Here are a few shots at this week's trickster, add yours to the comment box below:

- "Paw Spa" Nail Clipper & Shaver
- Nut Cracker and Apple Peeler 2-in-1
- My First Torture Tool




What the heck was this? Find out last week's answer (and winner!) after the jump.


Last Week's Answer: Barbecue Hand Crank Fire Air Blower

​Congratulations to Jackie, who correctly guessed the gadget from last week! As a most awesome prize, Jackie will get a mention in the gadget description below. Hey, it's better than making the front page of The Slammer! (don't ask.)

Dear Jackie,

When you invited me to your family's outdoor cookout last week, I thought things were getting serious. Unfortunately, I showed up completely wasted with my ex-girlfriend's mom (you said I could bring a guest!) and belligerently insisted on helping your Uncle Lou start the barbecue by blowing on the coals as hard as my liquor-soaked lungs could. How could I have known the flying sparks would catch his woodshed (and your Nana) on fire and that I would have to be taken away via ambulance to treat the third degree burns on my face?
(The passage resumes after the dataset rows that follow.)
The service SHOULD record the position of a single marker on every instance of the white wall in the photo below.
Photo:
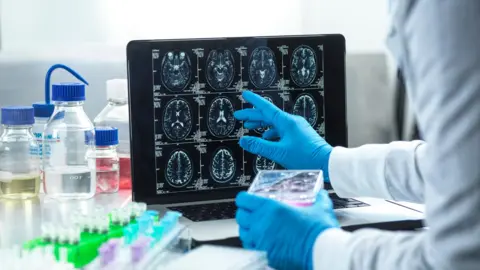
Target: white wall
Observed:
(101, 28)
(90, 36)
(364, 23)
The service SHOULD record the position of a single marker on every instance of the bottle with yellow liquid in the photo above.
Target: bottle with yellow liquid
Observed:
(19, 162)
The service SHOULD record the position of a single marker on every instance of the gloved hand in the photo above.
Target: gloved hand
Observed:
(287, 234)
(299, 147)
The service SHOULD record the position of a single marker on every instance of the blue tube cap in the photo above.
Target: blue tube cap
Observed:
(106, 136)
(17, 116)
(43, 110)
(68, 92)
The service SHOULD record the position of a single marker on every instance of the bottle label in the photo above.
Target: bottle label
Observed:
(39, 152)
(77, 182)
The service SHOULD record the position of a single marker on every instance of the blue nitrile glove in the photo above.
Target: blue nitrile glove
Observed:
(286, 233)
(299, 147)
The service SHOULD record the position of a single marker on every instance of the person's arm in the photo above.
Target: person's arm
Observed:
(438, 48)
(387, 171)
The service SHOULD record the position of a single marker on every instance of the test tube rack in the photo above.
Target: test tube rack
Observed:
(125, 238)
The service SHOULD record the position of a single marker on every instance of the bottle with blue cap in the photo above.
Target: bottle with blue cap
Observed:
(67, 172)
(44, 110)
(106, 159)
(19, 166)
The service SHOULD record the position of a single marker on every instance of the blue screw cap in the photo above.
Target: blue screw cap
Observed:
(106, 136)
(68, 92)
(43, 110)
(17, 116)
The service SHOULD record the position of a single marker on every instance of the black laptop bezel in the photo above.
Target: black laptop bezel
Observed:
(142, 144)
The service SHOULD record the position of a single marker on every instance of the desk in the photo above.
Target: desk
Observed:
(21, 220)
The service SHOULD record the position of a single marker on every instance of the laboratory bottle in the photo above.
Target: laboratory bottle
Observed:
(115, 114)
(68, 174)
(42, 113)
(19, 165)
(106, 159)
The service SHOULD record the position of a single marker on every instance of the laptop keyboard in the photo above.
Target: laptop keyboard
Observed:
(226, 210)
(205, 212)
(341, 203)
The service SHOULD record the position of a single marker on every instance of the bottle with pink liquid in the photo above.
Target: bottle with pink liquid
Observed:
(106, 159)
(115, 114)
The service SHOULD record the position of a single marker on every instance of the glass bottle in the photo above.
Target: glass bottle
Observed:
(115, 114)
(106, 159)
(42, 113)
(68, 174)
(19, 165)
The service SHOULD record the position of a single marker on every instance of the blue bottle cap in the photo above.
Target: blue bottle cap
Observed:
(68, 92)
(106, 136)
(43, 110)
(17, 116)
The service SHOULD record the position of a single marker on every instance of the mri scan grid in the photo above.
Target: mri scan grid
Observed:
(308, 104)
(218, 121)
(224, 164)
(197, 88)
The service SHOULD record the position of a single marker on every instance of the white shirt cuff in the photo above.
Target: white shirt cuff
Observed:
(331, 250)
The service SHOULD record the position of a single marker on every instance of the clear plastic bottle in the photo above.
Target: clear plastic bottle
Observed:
(115, 114)
(68, 174)
(106, 159)
(19, 165)
(42, 113)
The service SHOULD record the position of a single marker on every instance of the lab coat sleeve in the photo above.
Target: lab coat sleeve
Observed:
(387, 171)
(436, 43)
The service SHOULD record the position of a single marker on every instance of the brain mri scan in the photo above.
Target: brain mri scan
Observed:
(179, 169)
(262, 163)
(304, 66)
(263, 129)
(306, 107)
(262, 67)
(220, 69)
(220, 117)
(177, 119)
(223, 165)
(176, 70)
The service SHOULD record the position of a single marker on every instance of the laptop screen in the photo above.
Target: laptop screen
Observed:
(183, 94)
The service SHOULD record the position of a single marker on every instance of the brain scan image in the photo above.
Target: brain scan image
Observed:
(262, 163)
(262, 67)
(177, 119)
(263, 129)
(223, 165)
(176, 70)
(306, 107)
(220, 69)
(179, 169)
(304, 66)
(220, 117)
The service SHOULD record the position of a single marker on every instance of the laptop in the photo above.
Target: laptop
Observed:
(184, 138)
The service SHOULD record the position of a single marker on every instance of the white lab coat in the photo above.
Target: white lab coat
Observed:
(437, 45)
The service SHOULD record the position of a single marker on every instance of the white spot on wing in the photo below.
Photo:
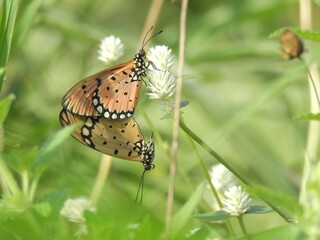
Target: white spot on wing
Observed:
(89, 122)
(106, 114)
(114, 116)
(99, 109)
(85, 131)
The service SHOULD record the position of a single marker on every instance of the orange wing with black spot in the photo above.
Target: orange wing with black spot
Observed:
(78, 99)
(112, 93)
(120, 138)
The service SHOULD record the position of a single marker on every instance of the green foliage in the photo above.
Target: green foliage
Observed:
(240, 107)
(7, 20)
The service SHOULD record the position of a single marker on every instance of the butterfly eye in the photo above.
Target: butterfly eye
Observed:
(142, 53)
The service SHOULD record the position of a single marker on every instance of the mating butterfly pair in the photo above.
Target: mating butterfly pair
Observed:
(105, 103)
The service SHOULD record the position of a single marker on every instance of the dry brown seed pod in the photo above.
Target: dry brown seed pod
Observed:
(291, 45)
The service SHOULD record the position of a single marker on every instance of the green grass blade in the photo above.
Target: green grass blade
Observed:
(7, 18)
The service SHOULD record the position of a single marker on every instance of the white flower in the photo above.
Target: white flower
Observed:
(192, 232)
(161, 57)
(73, 210)
(110, 49)
(221, 177)
(236, 201)
(162, 84)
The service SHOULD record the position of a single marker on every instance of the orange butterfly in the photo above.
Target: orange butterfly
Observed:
(121, 138)
(112, 93)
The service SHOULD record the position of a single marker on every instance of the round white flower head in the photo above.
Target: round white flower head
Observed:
(161, 57)
(221, 177)
(110, 49)
(236, 201)
(73, 209)
(162, 84)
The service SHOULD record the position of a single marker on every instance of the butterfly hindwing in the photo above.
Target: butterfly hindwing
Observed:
(78, 99)
(120, 138)
(117, 97)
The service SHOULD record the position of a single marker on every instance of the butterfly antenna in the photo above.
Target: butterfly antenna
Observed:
(140, 189)
(312, 82)
(144, 42)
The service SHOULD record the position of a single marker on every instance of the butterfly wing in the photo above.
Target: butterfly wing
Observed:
(117, 96)
(78, 99)
(121, 138)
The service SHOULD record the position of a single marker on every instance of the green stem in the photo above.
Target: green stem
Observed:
(229, 167)
(25, 183)
(33, 187)
(243, 227)
(7, 179)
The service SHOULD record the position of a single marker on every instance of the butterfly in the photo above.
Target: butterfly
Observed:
(112, 93)
(120, 138)
(291, 45)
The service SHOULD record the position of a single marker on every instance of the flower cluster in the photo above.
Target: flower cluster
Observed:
(162, 83)
(110, 49)
(236, 201)
(73, 209)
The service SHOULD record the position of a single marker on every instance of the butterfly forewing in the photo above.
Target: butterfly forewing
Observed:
(120, 138)
(112, 93)
(117, 96)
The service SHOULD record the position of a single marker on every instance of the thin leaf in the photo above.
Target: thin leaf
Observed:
(49, 147)
(5, 107)
(182, 216)
(289, 231)
(25, 21)
(213, 216)
(7, 21)
(49, 206)
(281, 200)
(309, 116)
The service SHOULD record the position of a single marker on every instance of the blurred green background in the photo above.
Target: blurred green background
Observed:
(243, 99)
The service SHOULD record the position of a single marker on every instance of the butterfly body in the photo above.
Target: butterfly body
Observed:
(112, 93)
(120, 138)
It was an innocent mistake and I'm writing you today to tell you that I've changed. Yesterday, I bought a Barbecue Hand Crank Fire Air Blower. Now, sauced or not, I can safely crank out air to start a fire without hurting others or doing further damage to my disfigured face. I've called your uncle to see if I could try it out on his barbecue but, like you, he hasn't returned the 100 or so calls I've made. Can you put a price on my love for you, Jackie? Usually not, but in this case it was $4.69 plus shipping. If our relationship is over, please reimburse me for the cost of caring.

Love,
Me

P.S. Can I come to your mom's birthday party next weekend?